|
|
(One intermediate revision by one other user not shown) |
Line 1: |
Line 1: |
| {{For|the video game|Perplexity (video game)}}{{For|the card/alternative reality game|Perplex City}}
| | Hi there, I am Sophia. Alaska is exactly where he's usually been residing. Invoicing is my profession. It's not a common thing but what she likes doing is to play domino but she doesn't have the time recently.<br><br>My web site - tarot card readings ([http://fashionlinked.com/index.php?do=/profile-13453/info/ find more info]) |
| | |
| {{Wiktionarypar|perplexity}}
| |
| | |
| In [[information theory]], '''perplexity''' is a measurement of how well a probability distribution or probability model predicts a sample. It may be used to compare probability models.
| |
| | |
| == Perplexity of a probability distribution ==
| |
| | |
| The perplexity of a discrete [[probability distribution]] ''p'' is defined as
| |
| | |
| :<math>2^{H(p)}=2^{-\sum_x p(x)\log_2 p(x)}</math>
| |
| | |
| where ''H''(''p'') is the entropy of the distribution and ''x'' ranges over events. | |
| | |
| Perplexity of a [[random variable]] ''X'' may be defined as the perplexity of the distribution over its possible values ''x''.
| |
| | |
| In the special case where ''p'' models a fair ''k''-sided die (a uniform distribution over ''k'' discrete events), its perplexity is ''k''. A random variable with perplexity ''k'' has the same uncertainty as a fair ''k''-sided die, and one is said to be "''k''-ways perplexed" about the value of the random variable. (Unless it is a fair ''k''-sided die, more than ''k'' values will be possible, but the overall uncertainty is no greater because some of these values will have probability greater than 1/''k'', decreasing the overall value while summing.)
| |
| | |
| == Perplexity of a probability model ==
| |
| | |
| A model of an unknown probability distribution ''p'', may be proposed based on a training sample that was drawn from ''p''. Given a proposed probability model ''q'', one may evaluate ''q'' by asking how well it predicts a separate test sample ''x''<sub>1</sub>, ''x''<sub>2</sub>, ..., ''x<sub>N</sub>'' also drawn from ''p''. The perplexity of the model ''q'' is defined as
| |
| | |
| :<math>2^{-\sum_{i=1}^N \frac{1}{N} \log_2 q(x_i)}</math>
| |
| | |
| Better models ''q'' of the unknown distribution ''p'' will tend to assign higher probabilities ''q''(''x<sub>i</sub>'') to the test events.
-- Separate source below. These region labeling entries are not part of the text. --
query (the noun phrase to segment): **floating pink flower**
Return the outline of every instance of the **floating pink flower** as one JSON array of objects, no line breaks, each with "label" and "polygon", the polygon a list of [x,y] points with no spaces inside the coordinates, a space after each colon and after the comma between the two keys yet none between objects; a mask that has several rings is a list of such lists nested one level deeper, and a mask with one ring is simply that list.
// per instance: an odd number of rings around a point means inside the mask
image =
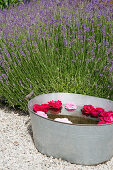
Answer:
[{"label": "floating pink flower", "polygon": [[65,108],[66,110],[75,110],[77,106],[74,103],[69,102],[65,105]]},{"label": "floating pink flower", "polygon": [[67,118],[56,118],[56,119],[54,119],[54,120],[57,121],[57,122],[63,122],[63,123],[72,124],[72,122],[69,121]]},{"label": "floating pink flower", "polygon": [[57,101],[52,100],[52,101],[50,101],[48,103],[49,103],[48,104],[49,109],[50,108],[60,109],[62,107],[62,102],[59,101],[59,100],[57,100]]},{"label": "floating pink flower", "polygon": [[84,105],[81,111],[83,115],[90,116],[91,113],[95,111],[95,108],[92,105]]},{"label": "floating pink flower", "polygon": [[45,117],[45,118],[48,118],[47,114],[45,114],[45,112],[42,112],[42,111],[37,111],[36,112],[37,115],[39,116],[42,116],[42,117]]},{"label": "floating pink flower", "polygon": [[34,104],[33,109],[35,112],[37,111],[42,111],[42,112],[47,112],[48,109],[48,104]]}]

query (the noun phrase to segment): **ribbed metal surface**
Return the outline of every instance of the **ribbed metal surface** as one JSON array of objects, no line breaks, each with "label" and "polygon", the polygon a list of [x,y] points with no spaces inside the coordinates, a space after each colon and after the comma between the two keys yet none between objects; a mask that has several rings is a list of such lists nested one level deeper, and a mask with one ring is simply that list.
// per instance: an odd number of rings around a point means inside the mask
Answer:
[{"label": "ribbed metal surface", "polygon": [[63,104],[74,102],[79,106],[92,104],[106,111],[113,110],[113,101],[80,94],[50,93],[33,98],[28,103],[28,109],[34,143],[41,153],[82,165],[99,164],[113,156],[113,124],[71,125],[33,113],[34,104],[50,100],[61,100]]}]

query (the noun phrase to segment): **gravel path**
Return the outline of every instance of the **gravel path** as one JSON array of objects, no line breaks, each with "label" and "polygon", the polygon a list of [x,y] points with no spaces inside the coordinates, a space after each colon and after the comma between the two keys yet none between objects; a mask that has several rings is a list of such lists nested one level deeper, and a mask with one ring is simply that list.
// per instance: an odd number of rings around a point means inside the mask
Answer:
[{"label": "gravel path", "polygon": [[113,158],[105,164],[82,166],[47,157],[34,146],[29,116],[1,107],[0,170],[113,170]]}]

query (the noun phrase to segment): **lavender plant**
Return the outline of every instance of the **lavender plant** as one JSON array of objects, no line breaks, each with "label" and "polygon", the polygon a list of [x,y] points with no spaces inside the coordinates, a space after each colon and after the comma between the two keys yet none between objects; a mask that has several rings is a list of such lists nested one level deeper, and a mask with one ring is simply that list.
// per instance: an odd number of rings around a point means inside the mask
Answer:
[{"label": "lavender plant", "polygon": [[0,100],[71,92],[113,100],[112,4],[43,0],[0,11]]}]

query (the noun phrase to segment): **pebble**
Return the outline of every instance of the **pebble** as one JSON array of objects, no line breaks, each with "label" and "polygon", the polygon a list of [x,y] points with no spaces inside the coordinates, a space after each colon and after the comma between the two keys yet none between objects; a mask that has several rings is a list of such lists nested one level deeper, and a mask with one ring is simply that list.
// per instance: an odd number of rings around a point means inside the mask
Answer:
[{"label": "pebble", "polygon": [[41,154],[28,130],[29,120],[28,115],[0,108],[0,170],[113,170],[113,158],[97,166],[82,166]]}]

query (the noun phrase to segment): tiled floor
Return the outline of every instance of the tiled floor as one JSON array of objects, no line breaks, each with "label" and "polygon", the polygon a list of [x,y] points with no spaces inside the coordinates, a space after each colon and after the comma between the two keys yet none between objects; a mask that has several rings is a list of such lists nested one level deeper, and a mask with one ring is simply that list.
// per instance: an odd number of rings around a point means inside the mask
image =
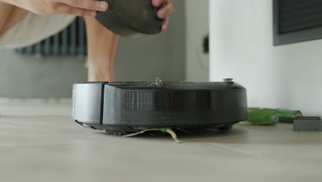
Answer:
[{"label": "tiled floor", "polygon": [[[0,181],[321,181],[322,133],[237,125],[229,134],[122,139],[73,123],[70,104],[0,104]],[[181,136],[181,137],[180,137]]]}]

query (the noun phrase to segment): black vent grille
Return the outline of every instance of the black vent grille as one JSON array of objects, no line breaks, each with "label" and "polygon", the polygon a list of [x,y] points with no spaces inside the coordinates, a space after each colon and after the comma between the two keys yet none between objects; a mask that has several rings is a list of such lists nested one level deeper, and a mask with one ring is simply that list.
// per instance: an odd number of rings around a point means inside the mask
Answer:
[{"label": "black vent grille", "polygon": [[279,1],[279,32],[281,34],[322,26],[322,1]]},{"label": "black vent grille", "polygon": [[273,0],[275,44],[322,38],[322,0]]},{"label": "black vent grille", "polygon": [[85,22],[77,17],[67,28],[51,37],[29,47],[17,49],[21,54],[30,55],[87,55]]}]

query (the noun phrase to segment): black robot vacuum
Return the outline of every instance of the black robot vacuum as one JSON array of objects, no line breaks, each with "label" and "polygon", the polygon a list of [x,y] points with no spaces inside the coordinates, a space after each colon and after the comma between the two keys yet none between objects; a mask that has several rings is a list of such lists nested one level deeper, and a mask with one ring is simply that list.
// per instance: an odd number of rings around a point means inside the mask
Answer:
[{"label": "black robot vacuum", "polygon": [[73,87],[72,118],[118,135],[149,128],[229,131],[247,120],[247,94],[231,79],[79,83]]},{"label": "black robot vacuum", "polygon": [[105,28],[120,36],[138,36],[161,32],[163,20],[151,0],[101,0],[109,4],[106,12],[98,12],[96,19]]}]

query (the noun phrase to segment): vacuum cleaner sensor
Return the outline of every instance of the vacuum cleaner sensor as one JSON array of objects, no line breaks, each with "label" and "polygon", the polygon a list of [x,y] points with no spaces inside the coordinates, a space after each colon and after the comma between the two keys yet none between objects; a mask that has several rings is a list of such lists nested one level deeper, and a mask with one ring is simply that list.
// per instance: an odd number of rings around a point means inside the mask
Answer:
[{"label": "vacuum cleaner sensor", "polygon": [[157,12],[162,6],[153,6],[151,0],[101,0],[109,10],[98,12],[96,19],[105,28],[121,36],[157,34],[161,32],[162,19]]},{"label": "vacuum cleaner sensor", "polygon": [[127,134],[149,128],[229,130],[247,120],[246,90],[223,82],[96,82],[74,84],[73,120]]}]

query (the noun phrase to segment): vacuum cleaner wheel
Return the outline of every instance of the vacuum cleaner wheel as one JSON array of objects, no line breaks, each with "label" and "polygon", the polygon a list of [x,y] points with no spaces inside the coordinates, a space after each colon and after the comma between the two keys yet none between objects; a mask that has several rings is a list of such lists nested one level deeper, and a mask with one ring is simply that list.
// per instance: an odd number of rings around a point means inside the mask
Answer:
[{"label": "vacuum cleaner wheel", "polygon": [[228,132],[247,120],[246,90],[230,81],[74,84],[72,118],[119,135],[147,128]]}]

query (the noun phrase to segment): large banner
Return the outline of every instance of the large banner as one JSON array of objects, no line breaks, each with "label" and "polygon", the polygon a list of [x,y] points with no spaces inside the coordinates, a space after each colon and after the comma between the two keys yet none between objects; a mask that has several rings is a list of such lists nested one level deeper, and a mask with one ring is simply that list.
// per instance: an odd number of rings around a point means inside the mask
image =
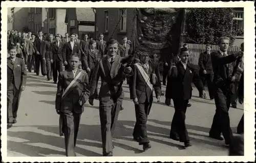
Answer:
[{"label": "large banner", "polygon": [[173,42],[179,41],[180,25],[178,26],[178,31],[173,29],[174,25],[179,21],[181,10],[136,8],[133,32],[135,48],[137,50],[146,50],[151,55],[162,55],[162,50],[166,49],[171,53]]}]

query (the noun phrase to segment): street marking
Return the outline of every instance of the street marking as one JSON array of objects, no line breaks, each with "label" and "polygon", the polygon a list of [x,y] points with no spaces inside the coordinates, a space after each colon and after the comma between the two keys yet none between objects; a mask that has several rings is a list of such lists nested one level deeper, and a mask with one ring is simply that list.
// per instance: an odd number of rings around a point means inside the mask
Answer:
[{"label": "street marking", "polygon": [[29,142],[29,140],[27,140],[25,139],[18,138],[18,137],[16,137],[10,136],[8,136],[8,135],[7,135],[7,141],[17,142],[17,143],[24,143],[24,142]]},{"label": "street marking", "polygon": [[51,149],[52,150],[58,151],[59,152],[65,152],[65,149],[59,148],[58,147],[52,146],[49,144],[41,143],[24,143],[28,145],[30,145],[32,146],[41,147],[44,148],[48,148],[49,149]]}]

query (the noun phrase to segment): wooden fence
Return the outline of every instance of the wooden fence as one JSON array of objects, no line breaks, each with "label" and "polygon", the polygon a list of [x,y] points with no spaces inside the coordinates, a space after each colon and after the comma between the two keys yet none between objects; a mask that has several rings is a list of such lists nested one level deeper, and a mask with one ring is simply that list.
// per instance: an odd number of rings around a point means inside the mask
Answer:
[{"label": "wooden fence", "polygon": [[[205,45],[203,44],[188,43],[187,45],[190,54],[190,60],[191,63],[198,65],[200,53],[205,51]],[[218,45],[212,45],[212,52],[218,51],[218,50],[219,46]],[[232,54],[239,51],[240,51],[240,47],[231,46],[228,48],[227,53]]]},{"label": "wooden fence", "polygon": [[[200,53],[205,51],[205,44],[195,44],[195,43],[187,43],[188,50],[189,51],[190,61],[191,63],[196,65],[196,68],[198,67],[198,61]],[[212,52],[218,51],[219,46],[217,45],[213,45],[211,49]],[[240,51],[240,47],[236,46],[231,46],[228,48],[227,53],[232,54],[234,52]],[[162,73],[163,63],[160,63],[159,66],[160,73]]]}]

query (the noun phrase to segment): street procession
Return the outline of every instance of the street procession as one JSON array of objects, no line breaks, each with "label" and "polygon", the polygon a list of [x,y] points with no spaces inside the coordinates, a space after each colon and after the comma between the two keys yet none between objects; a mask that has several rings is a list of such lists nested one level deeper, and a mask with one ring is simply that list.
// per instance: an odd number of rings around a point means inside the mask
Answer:
[{"label": "street procession", "polygon": [[243,8],[9,9],[10,156],[244,155]]}]

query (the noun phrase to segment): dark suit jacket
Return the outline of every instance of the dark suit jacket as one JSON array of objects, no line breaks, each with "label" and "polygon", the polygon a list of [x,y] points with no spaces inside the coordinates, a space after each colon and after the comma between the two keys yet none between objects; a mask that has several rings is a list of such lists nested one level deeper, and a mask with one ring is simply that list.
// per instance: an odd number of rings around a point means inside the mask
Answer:
[{"label": "dark suit jacket", "polygon": [[85,53],[86,50],[89,49],[89,42],[90,40],[89,39],[87,39],[87,41],[84,39],[81,40],[80,42],[80,50],[81,53],[83,53],[82,52]]},{"label": "dark suit jacket", "polygon": [[[186,69],[181,61],[176,65],[177,76],[172,74],[170,80],[170,95],[171,99],[177,100],[189,100],[192,94],[191,83],[193,82],[200,92],[204,90],[203,84],[199,77],[198,71],[192,63],[187,63]],[[169,91],[169,90],[168,90]]]},{"label": "dark suit jacket", "polygon": [[106,42],[105,41],[103,40],[103,43],[101,43],[100,40],[96,41],[97,45],[96,49],[99,50],[100,54],[101,56],[103,55],[105,52],[105,49],[106,46]]},{"label": "dark suit jacket", "polygon": [[[149,63],[148,75],[150,79],[151,79],[152,71],[154,72],[158,79],[156,84],[153,85],[153,88],[157,97],[160,96],[161,93],[161,80],[159,75],[159,69],[157,64]],[[133,67],[133,75],[131,78],[131,83],[130,85],[131,99],[137,98],[139,103],[143,103],[145,102],[147,98],[148,102],[152,102],[153,99],[153,90],[151,90],[150,88],[139,69],[134,64]],[[152,83],[151,80],[151,83]]]},{"label": "dark suit jacket", "polygon": [[79,44],[77,42],[74,42],[74,47],[72,51],[72,48],[70,44],[70,41],[65,43],[63,47],[63,61],[68,61],[70,59],[70,55],[73,53],[80,54]]},{"label": "dark suit jacket", "polygon": [[[97,86],[97,79],[98,75],[100,76],[101,80],[101,86],[99,94],[99,100],[103,102],[109,101],[111,98],[111,92],[108,83],[111,82],[113,85],[112,88],[114,87],[113,89],[114,90],[112,90],[112,92],[116,92],[120,82],[125,78],[125,75],[123,73],[124,67],[120,62],[120,57],[117,55],[116,55],[114,59],[114,62],[111,66],[106,56],[104,56],[101,59],[98,58],[90,86],[91,91],[90,98],[93,99],[94,98],[93,95]],[[121,88],[121,91],[122,91],[122,88]],[[119,98],[123,98],[123,92],[122,92]]]},{"label": "dark suit jacket", "polygon": [[70,41],[70,37],[68,38],[68,41],[67,41],[66,38],[63,37],[61,39],[61,41],[62,41],[62,42],[63,42],[64,43],[69,42],[69,41]]},{"label": "dark suit jacket", "polygon": [[200,73],[202,74],[204,70],[206,71],[207,74],[213,73],[210,55],[208,54],[206,52],[200,54],[198,65],[200,67]]},{"label": "dark suit jacket", "polygon": [[[82,92],[87,90],[89,77],[87,73],[82,70],[78,69],[76,76],[81,71],[82,74],[76,81],[77,84],[75,86],[70,87],[68,92],[62,98],[63,90],[68,87],[69,84],[74,79],[73,72],[69,69],[60,72],[59,75],[57,93],[56,95],[55,108],[61,112],[68,113],[74,112],[81,113],[84,108],[78,103],[80,96]],[[89,97],[89,94],[88,95]]]},{"label": "dark suit jacket", "polygon": [[42,37],[42,40],[40,41],[40,39],[39,38],[39,37],[36,37],[36,38],[35,38],[35,42],[34,42],[34,43],[35,44],[35,47],[36,47],[36,49],[35,50],[36,50],[36,51],[35,52],[36,53],[37,52],[38,52],[39,53],[40,53],[40,54],[41,55],[42,53],[42,47],[41,46],[42,45],[42,43],[45,41],[46,40],[46,39]]},{"label": "dark suit jacket", "polygon": [[243,73],[238,85],[238,97],[240,99],[244,99],[244,73]]},{"label": "dark suit jacket", "polygon": [[91,49],[86,50],[84,57],[83,57],[83,62],[84,63],[85,68],[90,68],[91,71],[94,69],[97,58],[99,57],[99,51],[97,49],[94,50],[94,54],[93,54]]},{"label": "dark suit jacket", "polygon": [[130,55],[131,53],[131,46],[129,43],[126,43],[126,46],[124,47],[123,45],[119,45],[120,56],[124,57]]},{"label": "dark suit jacket", "polygon": [[[232,54],[224,57],[219,51],[211,53],[210,57],[214,74],[214,83],[224,86],[228,78],[228,67],[226,64],[236,61],[236,58]],[[220,81],[222,81],[220,82]]]},{"label": "dark suit jacket", "polygon": [[53,60],[54,61],[59,60],[61,61],[63,61],[63,58],[64,58],[62,53],[63,46],[64,43],[63,42],[59,41],[59,47],[58,47],[57,42],[53,43],[52,52]]},{"label": "dark suit jacket", "polygon": [[45,41],[42,43],[42,56],[46,59],[53,59],[52,58],[52,42]]},{"label": "dark suit jacket", "polygon": [[17,42],[18,42],[20,44],[21,39],[22,39],[22,38],[19,37],[19,36],[15,37],[14,38],[14,44],[16,45],[16,43],[17,43]]},{"label": "dark suit jacket", "polygon": [[16,88],[19,89],[20,86],[25,85],[27,81],[27,70],[25,62],[23,59],[16,57],[14,64],[11,63],[11,58],[7,58],[7,89],[11,84],[11,79],[13,72],[14,85]]}]

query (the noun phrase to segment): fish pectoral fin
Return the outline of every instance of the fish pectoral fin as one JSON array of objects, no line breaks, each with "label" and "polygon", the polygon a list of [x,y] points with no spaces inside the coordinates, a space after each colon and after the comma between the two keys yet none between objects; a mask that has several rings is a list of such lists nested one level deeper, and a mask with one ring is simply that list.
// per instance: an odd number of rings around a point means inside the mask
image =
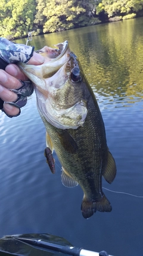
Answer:
[{"label": "fish pectoral fin", "polygon": [[90,218],[97,210],[110,212],[111,210],[111,204],[104,193],[102,193],[102,198],[97,201],[90,201],[84,195],[81,210],[83,217],[85,219]]},{"label": "fish pectoral fin", "polygon": [[55,173],[55,159],[52,157],[52,151],[51,149],[46,147],[45,149],[44,155],[46,159],[46,162],[48,164],[49,168],[52,173]]},{"label": "fish pectoral fin", "polygon": [[114,159],[108,150],[107,167],[103,174],[103,177],[107,182],[111,183],[116,175],[116,166]]},{"label": "fish pectoral fin", "polygon": [[54,146],[53,146],[51,137],[49,136],[49,135],[47,132],[46,132],[46,147],[49,147],[52,153],[54,149]]},{"label": "fish pectoral fin", "polygon": [[69,173],[62,167],[61,182],[64,186],[68,188],[73,188],[79,185],[78,182],[74,180]]},{"label": "fish pectoral fin", "polygon": [[66,129],[57,131],[57,135],[64,149],[69,153],[74,153],[78,149],[76,142]]}]

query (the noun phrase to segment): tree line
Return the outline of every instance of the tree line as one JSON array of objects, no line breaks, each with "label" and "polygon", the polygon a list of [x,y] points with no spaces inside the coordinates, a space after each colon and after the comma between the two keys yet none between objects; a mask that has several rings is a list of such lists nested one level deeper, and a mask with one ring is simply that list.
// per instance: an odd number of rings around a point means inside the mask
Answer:
[{"label": "tree line", "polygon": [[10,40],[143,16],[143,0],[1,0],[0,36]]}]

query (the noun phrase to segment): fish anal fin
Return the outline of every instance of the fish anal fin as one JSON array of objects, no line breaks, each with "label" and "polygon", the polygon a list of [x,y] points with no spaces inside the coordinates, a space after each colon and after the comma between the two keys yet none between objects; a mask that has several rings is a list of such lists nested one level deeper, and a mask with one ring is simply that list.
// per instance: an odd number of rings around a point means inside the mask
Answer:
[{"label": "fish anal fin", "polygon": [[53,150],[54,149],[54,146],[52,144],[52,140],[51,138],[51,137],[49,136],[49,135],[48,134],[48,133],[47,132],[46,132],[46,147],[49,147],[52,153]]},{"label": "fish anal fin", "polygon": [[105,172],[103,174],[103,177],[107,182],[111,183],[115,178],[116,171],[117,170],[114,159],[110,152],[108,150],[107,164]]},{"label": "fish anal fin", "polygon": [[49,147],[46,147],[45,148],[44,155],[46,159],[46,162],[48,164],[52,173],[55,173],[55,159],[53,158],[52,151]]},{"label": "fish anal fin", "polygon": [[83,197],[81,210],[82,215],[85,219],[90,218],[97,210],[110,212],[111,210],[111,204],[104,194],[102,194],[102,198],[97,201],[90,201],[85,195]]},{"label": "fish anal fin", "polygon": [[61,182],[65,186],[73,188],[78,185],[78,182],[74,180],[69,173],[62,167]]},{"label": "fish anal fin", "polygon": [[60,138],[60,142],[66,151],[71,153],[74,153],[78,149],[76,142],[72,136],[65,130],[57,131],[57,135]]}]

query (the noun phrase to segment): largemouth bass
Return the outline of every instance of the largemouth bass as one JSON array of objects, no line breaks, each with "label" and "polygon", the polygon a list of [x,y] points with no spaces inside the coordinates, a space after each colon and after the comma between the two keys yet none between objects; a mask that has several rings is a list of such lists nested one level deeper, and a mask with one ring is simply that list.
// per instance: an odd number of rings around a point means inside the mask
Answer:
[{"label": "largemouth bass", "polygon": [[50,169],[54,173],[54,149],[62,165],[63,185],[80,185],[84,192],[82,213],[89,218],[97,210],[111,210],[102,192],[102,177],[111,183],[116,164],[107,145],[99,107],[79,60],[67,41],[57,47],[37,52],[45,56],[42,65],[19,66],[35,85],[46,131],[45,154]]}]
Thus, they have lower perplexity: they are less surprised by the test sample.
| |
| | |
| The exponent above may be regarded as the average number of bits needed to represent a test event ''x<sub>i</sub>'' if one uses an optimal code based on ''q''. Low-perplexity models do a better job of compressing the test sample, requiring few bits per test element on average because ''q''(''x<sub>i</sub>'') tends to be high.
| |
| | |
| The exponent may also be regarded as a [[cross-entropy]],
| |
| | |
| :<math>H(\tilde{p},q) = -\sum_x \tilde{p}(x) \log_2 q(x)</math> | |
| | |
| where <math>\tilde{p}</math> denotes the empirical distribution of the test sample (i.e., <math>\tilde{p}(x) = n/N</math> if ''x'' appeared ''n'' times in the test sample of size ''N'').
| |
| | |
| == Perplexity per word ==
| |
| | |
| In [[natural language processing]], perplexity is a way of evaluating [[language model]]s. A language model is a probability distribution over entire sentences or texts.
| |
| | |
| Using the definition of perplexity for a probability model, one might find, for example, that the average sentence ''x<sub>i</sub>'' in the test sample could be coded in 190 bits (i.e., the test sentences had an average log-probability of -190). This would give an enormous model perplexity of 2<sup>190</sup> per sentence. However, it is more common to normalize for sentence length and consider only the number of bits per word. Thus, if the test sample's sentences comprised a total of 1,000 words, and could be coded using a total of 7,950 bits, one could report a model perplexity of 2<sup>7.95</sup> = 247 ''per word.'' In other words, the model is as confused on test data as if it had to choose uniformly and independently among 247 possibilities for each word.
| |
| | |
| The lowest perplexity that has been published on the [[Brown Corpus]] (1 million words of American [[English language|English]] of varying topics and genres) as of 1992 is indeed about 247 per word, corresponding to a cross-entropy of log<sub>2</sub>247 = 7.95 bits per word or 1.75 bits per letter <ref>{{cite journal |last=Brown |first=Peter F. |authorlink= |coauthors=et al.|date=March 1992 |title= An Estimate of an Upper Bound for the Entropy of English|journal=Computational Linguistics |volume=18 |issue=1 |pages= |id= |url=http://acl.ldc.upenn.edu/J/J92/J92-1002.pdf |accessdate=2007-02-07}}</ref> using a [[N-gram|trigram]] model. It is often possible to achieve lower perplexity on more specialized [[text corpus|corpora]], as they are more predictable.
| |
| | |
| ==References==
| |
| <references />
| |
| | |
| [[Category:Entropy and information]]
| |
Hi there, I am Sophia. Alaska is exactly where he's usually been residing. Invoicing is my profession. It's not a common thing but what she likes doing is to play domino but she doesn't have the time recently.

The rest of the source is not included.